Wednesday 31st of March 2021

These look so amazing. Thanks for sharing. I'm beginner level, but these are on my list to try.

I've been trying to make basic wooden earrings with inkjet paper and experimenting with different MP formulas...I think it falls into the category of decoupage(?). I'm using an Xacto to trace out shapes of the paper using the wooden blanks (teardrop/circle/etcetc). If I really suck at cutting a straight line (or following any wooden blank shape), would a die cutter essentially "automate" that step so that my hands couldn't mess it up? :D And is there one in particular, a brand or a model that you'd recommend starting my search with? A lot of times I've gone for the wrong (and more expensive) tool when trying other crafty stuff (like getting two hundred different fancy pliers from Michael's when I was trying to do wire jewelry), so as I get into decoupage and trying to use paper for jewelry, I don't want to let myself do the same dumb thing lol.

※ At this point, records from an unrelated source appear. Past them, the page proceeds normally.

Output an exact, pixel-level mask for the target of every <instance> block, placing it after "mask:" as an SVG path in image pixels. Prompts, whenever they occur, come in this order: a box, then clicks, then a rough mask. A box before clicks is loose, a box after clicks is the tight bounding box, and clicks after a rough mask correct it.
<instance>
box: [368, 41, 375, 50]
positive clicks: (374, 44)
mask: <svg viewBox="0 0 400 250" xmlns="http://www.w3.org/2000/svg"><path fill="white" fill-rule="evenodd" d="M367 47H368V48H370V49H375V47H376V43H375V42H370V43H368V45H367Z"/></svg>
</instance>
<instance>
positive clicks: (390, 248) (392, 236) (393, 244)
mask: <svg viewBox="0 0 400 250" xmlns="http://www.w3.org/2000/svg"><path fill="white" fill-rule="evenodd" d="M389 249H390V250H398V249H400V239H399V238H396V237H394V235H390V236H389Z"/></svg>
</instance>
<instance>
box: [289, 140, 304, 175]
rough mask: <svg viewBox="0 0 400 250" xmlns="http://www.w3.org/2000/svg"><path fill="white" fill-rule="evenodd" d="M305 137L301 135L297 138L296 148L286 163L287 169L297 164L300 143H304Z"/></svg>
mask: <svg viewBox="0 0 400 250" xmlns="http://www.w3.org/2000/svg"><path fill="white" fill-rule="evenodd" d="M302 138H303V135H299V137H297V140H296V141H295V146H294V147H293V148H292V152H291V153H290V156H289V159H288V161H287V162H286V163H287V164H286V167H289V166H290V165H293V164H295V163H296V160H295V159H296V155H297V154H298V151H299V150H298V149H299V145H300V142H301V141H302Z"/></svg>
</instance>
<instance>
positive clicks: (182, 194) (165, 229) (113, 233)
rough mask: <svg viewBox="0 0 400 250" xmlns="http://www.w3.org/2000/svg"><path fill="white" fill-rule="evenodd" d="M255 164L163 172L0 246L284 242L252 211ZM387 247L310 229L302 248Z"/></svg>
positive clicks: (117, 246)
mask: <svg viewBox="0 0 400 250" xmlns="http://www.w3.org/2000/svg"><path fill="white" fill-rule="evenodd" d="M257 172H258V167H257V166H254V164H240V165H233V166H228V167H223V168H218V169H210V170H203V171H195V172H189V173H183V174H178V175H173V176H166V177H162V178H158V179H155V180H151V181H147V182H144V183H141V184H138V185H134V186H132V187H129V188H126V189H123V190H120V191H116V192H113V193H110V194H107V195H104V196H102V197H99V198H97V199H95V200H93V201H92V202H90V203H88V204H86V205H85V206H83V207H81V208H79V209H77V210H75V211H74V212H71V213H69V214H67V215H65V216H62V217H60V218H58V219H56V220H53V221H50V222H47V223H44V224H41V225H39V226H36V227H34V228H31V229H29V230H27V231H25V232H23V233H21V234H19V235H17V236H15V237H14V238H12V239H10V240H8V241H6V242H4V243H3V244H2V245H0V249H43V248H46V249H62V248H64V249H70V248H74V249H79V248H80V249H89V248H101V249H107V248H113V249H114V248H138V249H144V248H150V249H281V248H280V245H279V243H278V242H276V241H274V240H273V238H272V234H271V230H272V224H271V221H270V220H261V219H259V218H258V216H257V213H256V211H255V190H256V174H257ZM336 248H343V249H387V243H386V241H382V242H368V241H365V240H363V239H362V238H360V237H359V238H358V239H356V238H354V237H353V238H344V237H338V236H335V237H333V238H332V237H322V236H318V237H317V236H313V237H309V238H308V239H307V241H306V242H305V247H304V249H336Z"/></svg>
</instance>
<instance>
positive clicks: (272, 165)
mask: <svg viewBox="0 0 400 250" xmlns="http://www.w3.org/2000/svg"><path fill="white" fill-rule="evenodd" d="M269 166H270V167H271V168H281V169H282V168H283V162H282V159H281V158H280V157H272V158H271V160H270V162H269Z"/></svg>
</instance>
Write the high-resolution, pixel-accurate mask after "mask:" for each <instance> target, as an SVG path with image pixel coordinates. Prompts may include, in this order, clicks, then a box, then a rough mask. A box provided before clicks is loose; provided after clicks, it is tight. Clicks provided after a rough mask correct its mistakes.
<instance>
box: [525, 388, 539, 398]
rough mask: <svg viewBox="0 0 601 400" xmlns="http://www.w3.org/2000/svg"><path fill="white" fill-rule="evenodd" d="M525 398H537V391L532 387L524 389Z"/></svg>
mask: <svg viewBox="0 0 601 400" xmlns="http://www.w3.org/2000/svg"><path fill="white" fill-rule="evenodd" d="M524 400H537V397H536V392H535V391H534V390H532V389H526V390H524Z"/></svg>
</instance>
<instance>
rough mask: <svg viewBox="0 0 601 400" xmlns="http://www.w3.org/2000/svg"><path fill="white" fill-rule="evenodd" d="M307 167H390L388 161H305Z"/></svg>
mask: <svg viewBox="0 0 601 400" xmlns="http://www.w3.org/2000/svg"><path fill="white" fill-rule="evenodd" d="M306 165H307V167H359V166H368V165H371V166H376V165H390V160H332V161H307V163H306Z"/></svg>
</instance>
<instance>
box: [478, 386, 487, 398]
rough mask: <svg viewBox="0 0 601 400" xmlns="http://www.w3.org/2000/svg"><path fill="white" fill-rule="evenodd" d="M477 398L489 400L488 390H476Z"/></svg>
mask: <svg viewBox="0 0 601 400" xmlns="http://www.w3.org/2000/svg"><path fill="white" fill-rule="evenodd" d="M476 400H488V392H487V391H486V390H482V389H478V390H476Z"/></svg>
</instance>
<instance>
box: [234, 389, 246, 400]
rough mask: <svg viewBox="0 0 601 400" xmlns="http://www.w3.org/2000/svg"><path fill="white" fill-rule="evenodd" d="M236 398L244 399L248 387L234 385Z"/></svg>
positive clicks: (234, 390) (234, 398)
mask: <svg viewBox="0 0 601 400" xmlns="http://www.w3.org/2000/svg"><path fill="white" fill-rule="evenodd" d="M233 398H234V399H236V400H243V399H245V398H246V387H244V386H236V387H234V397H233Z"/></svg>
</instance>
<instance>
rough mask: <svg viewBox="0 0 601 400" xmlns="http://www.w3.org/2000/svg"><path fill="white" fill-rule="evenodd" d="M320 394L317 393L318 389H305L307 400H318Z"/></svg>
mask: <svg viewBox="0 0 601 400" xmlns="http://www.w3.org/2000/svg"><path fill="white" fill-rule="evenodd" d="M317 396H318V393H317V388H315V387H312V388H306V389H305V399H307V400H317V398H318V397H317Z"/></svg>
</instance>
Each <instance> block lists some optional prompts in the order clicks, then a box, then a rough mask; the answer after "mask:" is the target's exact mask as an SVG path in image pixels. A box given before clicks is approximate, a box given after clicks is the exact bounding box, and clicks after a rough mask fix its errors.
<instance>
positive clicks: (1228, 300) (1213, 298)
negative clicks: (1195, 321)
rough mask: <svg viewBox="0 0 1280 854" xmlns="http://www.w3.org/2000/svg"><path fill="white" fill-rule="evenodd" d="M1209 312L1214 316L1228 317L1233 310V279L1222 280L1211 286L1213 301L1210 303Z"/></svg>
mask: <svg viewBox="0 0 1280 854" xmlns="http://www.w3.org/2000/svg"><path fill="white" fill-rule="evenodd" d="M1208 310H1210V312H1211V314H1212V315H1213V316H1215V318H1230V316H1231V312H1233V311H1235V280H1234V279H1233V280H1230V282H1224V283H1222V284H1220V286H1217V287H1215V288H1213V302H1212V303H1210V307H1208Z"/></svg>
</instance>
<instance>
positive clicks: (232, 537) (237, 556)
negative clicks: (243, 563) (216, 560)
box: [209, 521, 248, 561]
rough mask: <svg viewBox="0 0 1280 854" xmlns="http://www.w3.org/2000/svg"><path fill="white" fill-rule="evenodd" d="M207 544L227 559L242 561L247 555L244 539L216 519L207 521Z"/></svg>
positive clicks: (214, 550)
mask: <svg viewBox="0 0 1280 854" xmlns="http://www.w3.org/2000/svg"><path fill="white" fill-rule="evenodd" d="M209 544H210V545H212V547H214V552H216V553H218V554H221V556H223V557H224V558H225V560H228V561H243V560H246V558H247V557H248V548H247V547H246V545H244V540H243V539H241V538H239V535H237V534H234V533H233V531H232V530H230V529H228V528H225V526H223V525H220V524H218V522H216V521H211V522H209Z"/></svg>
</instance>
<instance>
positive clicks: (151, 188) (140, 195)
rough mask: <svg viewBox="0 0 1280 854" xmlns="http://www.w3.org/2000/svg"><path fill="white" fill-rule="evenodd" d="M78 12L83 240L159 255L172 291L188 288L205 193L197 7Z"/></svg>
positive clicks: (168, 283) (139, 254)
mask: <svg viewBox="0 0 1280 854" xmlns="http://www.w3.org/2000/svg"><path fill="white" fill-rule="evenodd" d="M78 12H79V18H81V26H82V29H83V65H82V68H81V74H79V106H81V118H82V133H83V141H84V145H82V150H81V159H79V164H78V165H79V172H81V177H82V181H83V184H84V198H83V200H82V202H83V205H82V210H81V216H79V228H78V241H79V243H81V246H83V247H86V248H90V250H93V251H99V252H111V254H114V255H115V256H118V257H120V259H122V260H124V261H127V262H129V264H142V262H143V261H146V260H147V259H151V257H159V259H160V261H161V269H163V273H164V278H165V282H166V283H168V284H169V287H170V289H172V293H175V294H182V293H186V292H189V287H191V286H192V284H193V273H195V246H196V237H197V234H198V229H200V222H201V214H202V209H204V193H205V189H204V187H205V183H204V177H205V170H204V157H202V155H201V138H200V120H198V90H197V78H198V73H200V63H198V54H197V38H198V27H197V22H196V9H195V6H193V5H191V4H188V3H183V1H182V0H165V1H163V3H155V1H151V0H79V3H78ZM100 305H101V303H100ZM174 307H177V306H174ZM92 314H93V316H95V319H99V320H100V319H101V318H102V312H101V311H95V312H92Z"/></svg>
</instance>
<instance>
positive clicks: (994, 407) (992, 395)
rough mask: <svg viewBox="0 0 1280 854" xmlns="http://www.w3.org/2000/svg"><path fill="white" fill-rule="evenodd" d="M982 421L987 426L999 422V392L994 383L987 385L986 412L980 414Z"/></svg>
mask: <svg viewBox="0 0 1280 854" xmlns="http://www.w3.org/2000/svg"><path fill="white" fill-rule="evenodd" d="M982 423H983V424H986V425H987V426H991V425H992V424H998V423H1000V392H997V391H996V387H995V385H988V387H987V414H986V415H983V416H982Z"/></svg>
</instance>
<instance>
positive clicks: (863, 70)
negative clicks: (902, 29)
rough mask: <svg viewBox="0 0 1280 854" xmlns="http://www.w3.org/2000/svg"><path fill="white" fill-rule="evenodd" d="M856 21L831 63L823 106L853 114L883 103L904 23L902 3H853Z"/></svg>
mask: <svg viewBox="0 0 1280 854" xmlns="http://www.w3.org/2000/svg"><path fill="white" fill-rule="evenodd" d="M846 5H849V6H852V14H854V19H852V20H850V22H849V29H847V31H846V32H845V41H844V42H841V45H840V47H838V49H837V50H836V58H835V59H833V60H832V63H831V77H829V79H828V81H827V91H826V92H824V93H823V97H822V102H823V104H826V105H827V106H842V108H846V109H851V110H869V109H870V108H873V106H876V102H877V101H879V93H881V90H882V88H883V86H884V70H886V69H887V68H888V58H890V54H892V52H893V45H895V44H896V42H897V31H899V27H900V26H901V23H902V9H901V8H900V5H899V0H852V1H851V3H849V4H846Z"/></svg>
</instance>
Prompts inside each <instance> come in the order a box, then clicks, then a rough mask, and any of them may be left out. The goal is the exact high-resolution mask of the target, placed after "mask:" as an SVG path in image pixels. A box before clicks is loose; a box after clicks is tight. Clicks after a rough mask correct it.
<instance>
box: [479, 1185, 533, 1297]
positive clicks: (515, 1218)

I GREATLY appreciate any advice or info. Thanks again for sharing this project.

Amy

Monday 5th of April 2021

Hi Stephen! A die cutter would definitely help you and I personally recommend Cricut. HOWEVER - if you just doing a circle or rectangle or shapes that basic, there are usually punches available in the scrapbooking section of the craft store or online. For example, there are circle punches in various sizes that make cutting exact shapes really easy. Otherwise, grab a Cricut :)

LadyD

Friday 31st of July 2015

These are gorgeous! Who could have known that paper could look so good? I think any of the metallic colors would look great, or even white in a glossy finish. Since I do not wear earrings, I am thinking necklace with about five to seven shells in graduated sizes, with your 2.5 inch high size n the center and perhaps a few small pearl beads between the shells. I think this project is the coolest thing I've seen in quite awhile.

Two things stopping me from beginning this project immediately: I need both kinds of mod podge - I do have some of the Mod Podge Matte left from a previous project (not enough, I fear) but have no Mod Podge Hard Coat at all - and I have no die cutting machine either. :/ My shells would need to be hand cut (probably a very difficult Xacto knife project) since there's no way a die cut machine will fit in my budget this year.

Maureen

Friday 31st of July 2015

Thank you for such a detailed explanation of making the very stylish earrings. The only problem is...not everyone has a die cutter machine. And this type of shell would be hard to hand cut. But I due like the idea.

Amy

Friday 31st of July 2015

Hi Maureen! What I'd recommend if you don't have a die cutter is using the outline to hand cut - and then painting in the "cut outs." At least that's what I would do (not with black, but with a complimentary color).